L’impunità che pare circondare la classe dirigente, tuttavia, non giova nemmeno a coloro che ne godono. Le lotte intestine sono infatti particolarmente violente, e il livello di frazionamento dell’élite di governo aumenta. E’ un fenomeno destabilizzante, resosi manifesto recentemente in almeno due frangenti: le difficili negoziazioni per la nomina dei candidati presidenziali, che hanno visto defilarsi, dopo protratte trattative, Gagik Tsarukyan , e la nomina del governo dopo le parlamentari. Nonostante la netta maggioranza ottenuta dal Partito Repubblicano, infatti, Sargsyan non è stato in grado di formare il nuovo governo per più di un mese.

Un quadro poco rassicurante, in cui Sargsyan pare essere più un costante mediatore che un capo di Stato dotato della legittima autorevolezza e indipendenza. Più in generale, il quadro istituzionale appare poco solido, perennemente ipotecato da interessi privatistici.

Il male nero: l’illegalità e la corruzione

Potentati economici, assenza di alternanza politica, una società civile nella quale prevale una certa disillusione: è il quadro perfetto perché un fenomeno come la corruzione dilaghi. Non ci sono infatti istituzioni essenziali alla sopravvivenza dell’Armenia che ne siano esenti, come dimostrano gli scandali che coinvolgono le forze dell’ordine e di sicurezza. Un paese costantemente minacciato dalle quotidiane violazioni del cessate il fuoco in Nagorno Karabakh ha visto nell’ultimo anno rimuovere il capo della polizia della capitale, il Commissario militare e figure vicine al Capo di Stato Maggiore , con le conseguenti illazioni a carico di quest’ultimo e della sua presunta immunità ma non estraneità ai fatti.

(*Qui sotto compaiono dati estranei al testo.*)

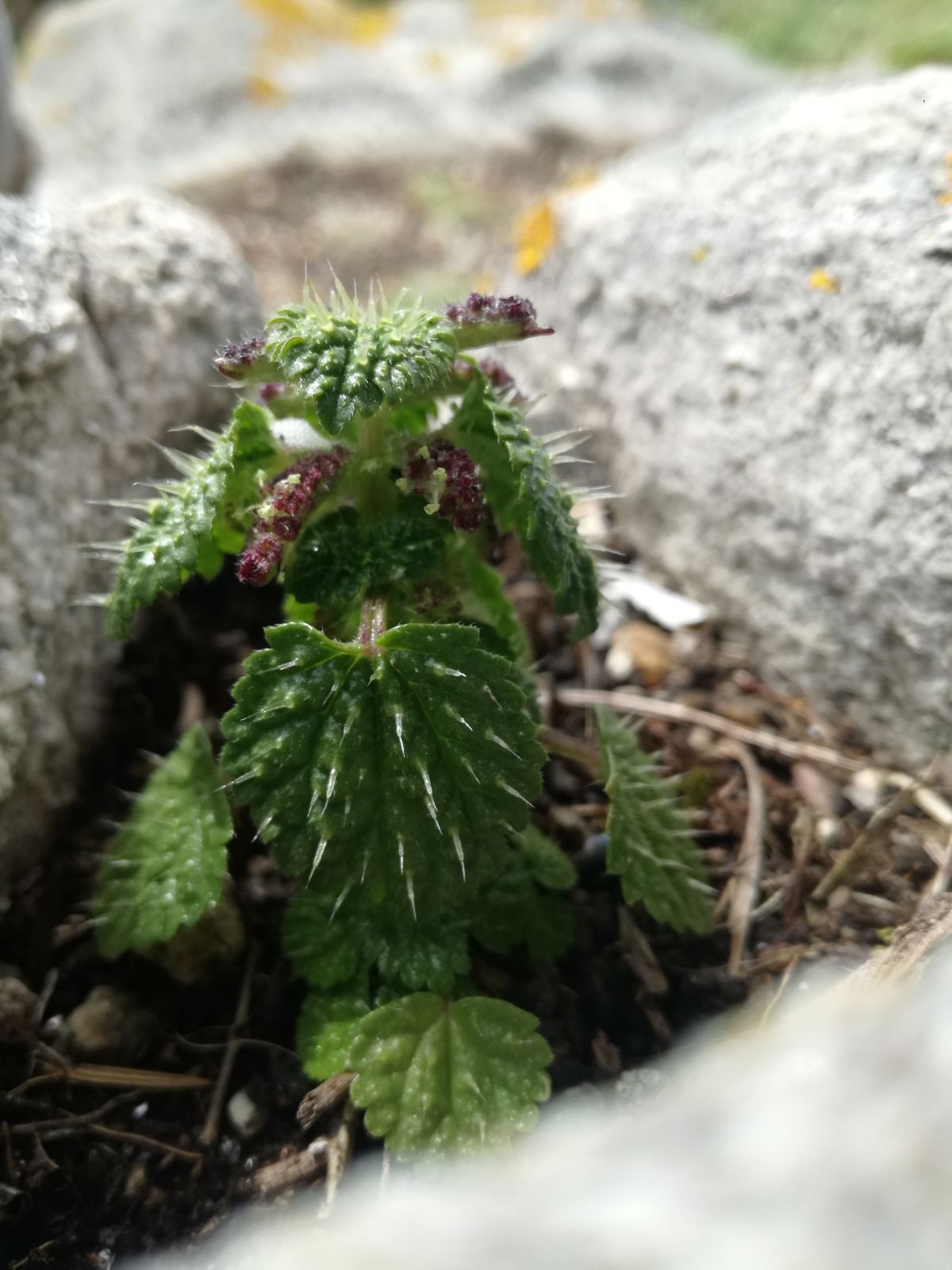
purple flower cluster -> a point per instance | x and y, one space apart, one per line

Secondo Transparency International , su 176 stati l’Armenia è 105esimo, oltre “quota cento”, nel gruppo cioè dei più corrotti. Il valore numerico relativo al paese nel 2012, su una scala da uno a cento, in cui 100 è il minimo di corruzione e 0 il massimo, è 34.

Un sondaggio della stessa organizzazione riguardante il periodo 2007-2010 rivelava che il 50% della popolazione avvertiva un aumento della corruzione, e secondo gli intervistati le istituzioni più colpite in assoluto da questo fenomeno erano gli istituti di istruzione, la polizia, le corti e a seguire a brevissima distanza la classe politica e la pubblica amministrazione. Solo il 27% degli intervistati riteneva che il governo stesse agendo effettivamente per sradicare questo male.

Un quadro poco edificante che dovrebbe preoccupare e mobilitare tutti, perché i governi non si delegittimano solo attraverso le piazze, ma anche quando lentamente muoiono il consenso e un progetto condiviso sul futuro. Serzh Sargsyan, durante il suo primo mandato, non sembra essere stato un presidente in grado di riscattare l’immagine della classe politica agli occhi dell’opinione pubblica.